The timeframe is significantly greater than the two-year period you had to dispose of the dwelling and not be liable for a capital gain or loss on the disposal. More than X years passed from the time the Council started negotiation in MM 20YY and MM 20YY, when settlement occurred. The Council stated at the outset that they would not acquire the property by compulsory acquisition but would pay market rate (based on a valuation obtained by you at their expense) plus additional amounts to cover cost associated with the sale. However, you continued your attempts to have the property acquired by the Council by way of compulsory acquisition. It is apparent that the effort to achieve what you considered to be market value through compulsory acquisition of the property by the Council delayed disposal of the dwelling. It doesn't appear the Council were the reason for delays rather the price you were willing to accept.
As outlined in PCG 2019/5, waiting for the property market to pick up before selling the dwelling weighs against the Commissioner allowing a longer period. Whilst you were not waiting for the overall property market to pick up, you were waiting for the Council to acquire the dwelling by compulsory acquisition in order to achieve a higher sale price. This goes against the intent of PCG 2019/5 that an extension should not be allowed where the delay was due to efforts to achieve a higher sale price for the property. The information provided in your application does not prove the delay in selling the property was caused by any of the circumstances described as favourable factors as outlined in paragraph 12 of PCG 2019/5, for example, legal challenges to the ownership of the dwelling or challenges to the will.
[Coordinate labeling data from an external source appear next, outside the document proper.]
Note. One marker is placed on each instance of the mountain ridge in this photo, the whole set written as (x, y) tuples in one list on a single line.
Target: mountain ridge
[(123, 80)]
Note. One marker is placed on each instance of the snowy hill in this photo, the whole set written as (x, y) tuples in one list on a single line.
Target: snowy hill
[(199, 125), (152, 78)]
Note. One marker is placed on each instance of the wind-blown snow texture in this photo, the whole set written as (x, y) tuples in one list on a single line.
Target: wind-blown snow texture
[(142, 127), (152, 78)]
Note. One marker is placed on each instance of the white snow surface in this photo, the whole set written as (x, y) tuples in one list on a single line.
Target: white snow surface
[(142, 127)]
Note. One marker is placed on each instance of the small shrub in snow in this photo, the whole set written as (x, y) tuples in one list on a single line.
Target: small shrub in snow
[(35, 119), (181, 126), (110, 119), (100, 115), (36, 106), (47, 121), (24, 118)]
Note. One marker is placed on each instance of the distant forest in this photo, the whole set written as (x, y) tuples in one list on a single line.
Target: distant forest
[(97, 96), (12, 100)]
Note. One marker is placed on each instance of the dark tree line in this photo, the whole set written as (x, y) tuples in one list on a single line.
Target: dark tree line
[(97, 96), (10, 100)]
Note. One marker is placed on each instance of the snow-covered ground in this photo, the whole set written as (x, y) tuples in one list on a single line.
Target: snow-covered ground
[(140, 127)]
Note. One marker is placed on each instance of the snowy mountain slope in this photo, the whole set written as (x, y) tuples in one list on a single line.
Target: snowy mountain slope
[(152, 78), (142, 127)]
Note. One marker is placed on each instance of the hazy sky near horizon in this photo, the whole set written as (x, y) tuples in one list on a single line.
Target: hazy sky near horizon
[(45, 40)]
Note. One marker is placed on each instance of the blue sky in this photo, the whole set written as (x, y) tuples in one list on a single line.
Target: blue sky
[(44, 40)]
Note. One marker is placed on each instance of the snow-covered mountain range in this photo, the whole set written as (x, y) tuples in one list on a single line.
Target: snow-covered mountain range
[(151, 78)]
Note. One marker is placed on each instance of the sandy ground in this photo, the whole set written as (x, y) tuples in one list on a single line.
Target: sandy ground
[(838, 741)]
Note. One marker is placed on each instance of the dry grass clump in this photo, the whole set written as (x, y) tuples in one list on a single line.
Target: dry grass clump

The Commissioner's discretion is limited to situations where it was not possible for the trustee or beneficiaries to sell the property before the time it was actually sold. The intention of the two-year period is to allow the orderly and timely sale of deceased estate property. Although there will be circumstances in which it is understandable why the trustee or beneficiaries may decide to retain the property rather than selling it, this remains a choice and in these circumstances an extension of time will not be granted. Therefore, having considered the relevant facts, the Commissioner will not apply the discretion under section 118-195 of the ITAA 1997 to allow an extension to the two-year time limit for the reasons outlined above. The normal CGT rules will apply to the disposal of the property. You should note that the first element of your cost base for the property is its market value on the person 1's date of death. You are also entitled to the 50% CGT discount in relation to the property.